But objectors say a trial of the semi-closed system in Canada had to be halted, and have called for Loch Lomond and the Trossachs National Park Authority to reject the planning application.

Argyll Fisheries Trust’s chairperson Jane Wright said in her objection that there were currently no fish farms on Loch Long and this should remain the case so it acts as. a ‘control’ to measure other lochs, while the noise and light pollution would be ‘very noticeable’.

“We would like to see this technology proven elsewhere in an ‘aquaculture zone’ rather than trialled in a pristine area,” she said.

“Problems have been experienced with this system in Canada and a trial has been halted.

“The plans attached to the application show an industrial style of development which we fell is wholly inappropriate for an unspoilt section of coastline in a national park.”

And the Argyll District Salmon Fishery Board said: “It has potential to cause further decline in wild salmon and sea trout populations, which are currently not meeting government defined conservation limits.

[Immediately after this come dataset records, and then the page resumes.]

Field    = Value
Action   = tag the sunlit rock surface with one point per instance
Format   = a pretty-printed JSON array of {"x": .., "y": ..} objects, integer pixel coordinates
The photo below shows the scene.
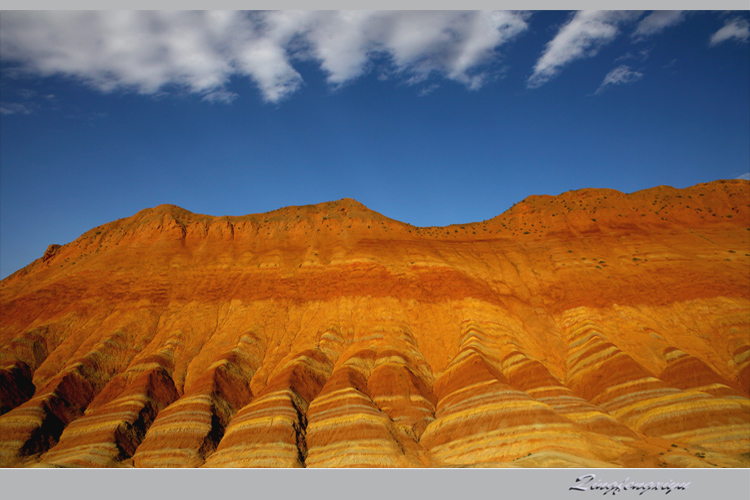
[{"x": 589, "y": 329}]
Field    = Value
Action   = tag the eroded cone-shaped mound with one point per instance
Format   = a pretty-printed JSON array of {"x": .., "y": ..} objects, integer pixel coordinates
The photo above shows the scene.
[{"x": 589, "y": 329}]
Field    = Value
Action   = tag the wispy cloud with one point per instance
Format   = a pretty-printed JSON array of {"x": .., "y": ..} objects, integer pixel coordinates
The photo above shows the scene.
[
  {"x": 583, "y": 36},
  {"x": 619, "y": 76},
  {"x": 148, "y": 52},
  {"x": 15, "y": 108},
  {"x": 735, "y": 28},
  {"x": 657, "y": 22}
]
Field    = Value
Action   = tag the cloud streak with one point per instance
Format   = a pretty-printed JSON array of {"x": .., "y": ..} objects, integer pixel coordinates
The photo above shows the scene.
[
  {"x": 619, "y": 76},
  {"x": 656, "y": 22},
  {"x": 199, "y": 52},
  {"x": 583, "y": 36},
  {"x": 735, "y": 28}
]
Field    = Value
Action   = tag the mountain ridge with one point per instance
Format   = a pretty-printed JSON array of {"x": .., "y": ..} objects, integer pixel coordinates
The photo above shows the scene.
[{"x": 617, "y": 326}]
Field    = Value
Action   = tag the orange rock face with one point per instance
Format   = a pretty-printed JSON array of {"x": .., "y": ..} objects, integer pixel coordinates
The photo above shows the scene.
[{"x": 588, "y": 329}]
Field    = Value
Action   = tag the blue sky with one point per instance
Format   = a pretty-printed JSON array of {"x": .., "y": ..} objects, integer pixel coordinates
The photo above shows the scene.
[{"x": 428, "y": 118}]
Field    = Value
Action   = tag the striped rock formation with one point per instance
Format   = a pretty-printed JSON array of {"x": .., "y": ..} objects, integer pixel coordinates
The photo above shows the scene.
[{"x": 589, "y": 329}]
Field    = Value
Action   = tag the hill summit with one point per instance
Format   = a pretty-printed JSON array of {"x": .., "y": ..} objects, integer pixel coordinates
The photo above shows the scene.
[{"x": 589, "y": 329}]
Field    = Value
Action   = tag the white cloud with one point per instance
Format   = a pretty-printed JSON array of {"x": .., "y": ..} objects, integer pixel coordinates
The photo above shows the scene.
[
  {"x": 149, "y": 52},
  {"x": 15, "y": 108},
  {"x": 656, "y": 22},
  {"x": 583, "y": 36},
  {"x": 734, "y": 28},
  {"x": 618, "y": 76}
]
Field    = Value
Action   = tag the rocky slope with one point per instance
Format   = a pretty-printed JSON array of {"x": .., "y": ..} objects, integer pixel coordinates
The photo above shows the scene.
[{"x": 593, "y": 328}]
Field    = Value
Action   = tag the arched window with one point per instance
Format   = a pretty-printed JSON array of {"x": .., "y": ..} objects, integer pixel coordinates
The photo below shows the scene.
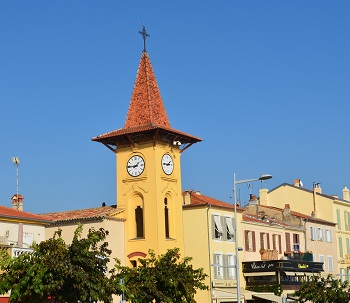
[
  {"x": 166, "y": 218},
  {"x": 139, "y": 222}
]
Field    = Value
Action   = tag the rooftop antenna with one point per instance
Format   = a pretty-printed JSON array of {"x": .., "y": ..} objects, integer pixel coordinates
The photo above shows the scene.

“While the proposed use of new technology has the potential to mitigate some of the risks associated with net pen salmon farming, we argue that it is important that this technology is deployed and tested in an appropriate area where potential impacts on wild salmonids are better understood.

“This would allow any advantages arising from this new technology to be properly assessed.”

There have so far been 92 objections and five comments in support of the plan.

Details are available on the national park authority website – the reference number is 2021/0357/DET.